Markus Klingenberg: In erster Linie richten sich Fitnessund GesundheitsApps an Gesunde. DiGAs werden speziell für gesundheitliche Probleme entwickelt, bedingen einen wissenschaftlichen Wirksamkeitsnachweis und werden ärztlich verordnet.
TT-DIGI: Und welchen Vorteil bringt die DiGA dem Arzt?
Markus Klingenberg: Für den verschreibenden Arzt schafft die App Transparenz: Er erhält einen detaillierten Anwendungsbericht. Er erkennt auf einen Blick den Umfang der App-Nutzung und die erzielten Erfolge.
TT-DIGI: Sie wurden schon oft gefragt, ob die DiGA eine Physiotherapie ersetzen kann ...
Markus Klingenberg: Ja, das wurde ich schon oft gefragt. Physiotherapie ist mehr als Training. Das Training ist nur ein kleines Stück aus dem gesamten Kuchen therapeutischer Maßnahmen.
TT-DIGI: Wie kann eine App den Patienten zur Nutzung motivieren?
Markus Klingenberg: Entscheidend für die Motivation ist ein Rückgang der Beschwerden und ein spielerischer Charakter der Anwendung. Diese Gamification ist ganz ausschlaggebend, um das Bewegungsverhalten eines Patienten langfristig zu verbessern. Es geht in der Bewegungstherapie ganz häufig um Motivation!
TT-DIGI: Was fasziniert Sie an der digitalen Entwicklung?
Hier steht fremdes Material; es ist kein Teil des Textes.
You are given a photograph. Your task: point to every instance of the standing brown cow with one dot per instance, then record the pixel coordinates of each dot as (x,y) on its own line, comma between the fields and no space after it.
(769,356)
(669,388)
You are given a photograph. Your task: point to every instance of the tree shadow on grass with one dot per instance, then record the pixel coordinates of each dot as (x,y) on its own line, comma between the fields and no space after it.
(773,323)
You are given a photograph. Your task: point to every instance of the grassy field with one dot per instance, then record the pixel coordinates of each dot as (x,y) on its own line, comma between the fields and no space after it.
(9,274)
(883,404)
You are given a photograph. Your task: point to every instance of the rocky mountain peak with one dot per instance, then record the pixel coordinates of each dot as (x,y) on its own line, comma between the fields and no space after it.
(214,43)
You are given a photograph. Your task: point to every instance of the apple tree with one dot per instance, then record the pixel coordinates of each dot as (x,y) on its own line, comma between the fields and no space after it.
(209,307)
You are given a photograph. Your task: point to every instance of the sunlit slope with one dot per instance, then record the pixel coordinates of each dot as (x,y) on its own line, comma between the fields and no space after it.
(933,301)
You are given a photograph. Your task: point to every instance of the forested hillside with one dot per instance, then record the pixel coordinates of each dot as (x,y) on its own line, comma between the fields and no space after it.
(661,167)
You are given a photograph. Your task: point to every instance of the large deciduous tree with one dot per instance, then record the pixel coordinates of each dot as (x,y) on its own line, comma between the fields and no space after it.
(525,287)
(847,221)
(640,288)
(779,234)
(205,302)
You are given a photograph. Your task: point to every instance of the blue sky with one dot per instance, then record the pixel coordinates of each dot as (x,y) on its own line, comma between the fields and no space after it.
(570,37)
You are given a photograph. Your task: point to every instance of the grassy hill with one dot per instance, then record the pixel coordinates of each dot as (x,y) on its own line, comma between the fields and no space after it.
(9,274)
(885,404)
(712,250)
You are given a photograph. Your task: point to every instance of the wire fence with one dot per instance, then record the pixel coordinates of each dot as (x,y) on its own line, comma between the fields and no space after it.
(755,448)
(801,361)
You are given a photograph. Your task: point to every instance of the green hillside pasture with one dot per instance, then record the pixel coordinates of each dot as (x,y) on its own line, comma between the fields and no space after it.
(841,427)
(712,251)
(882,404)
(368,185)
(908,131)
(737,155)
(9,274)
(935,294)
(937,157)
Markus Klingenberg: Die Stärken der Algorithmen. Wir konnten, bevor wir die Zulassung beantragt haben, auf knapp 50.000 Nutzerdaten zurückgreifen und diese auswerten. Die Nutzerdaten zeigen, ob man ein Gewinnerprogramm entwickelt hat oder nicht. Der Markt entscheidet. Wenn ich es schaffe, ein Programm zu entwickeln, mit dem der Patient einen schnellstmöglichen Nutzen verspürt, dann wird der Markt das auch entsprechend belohnen.
Das Interview führte Reinhild Karasek.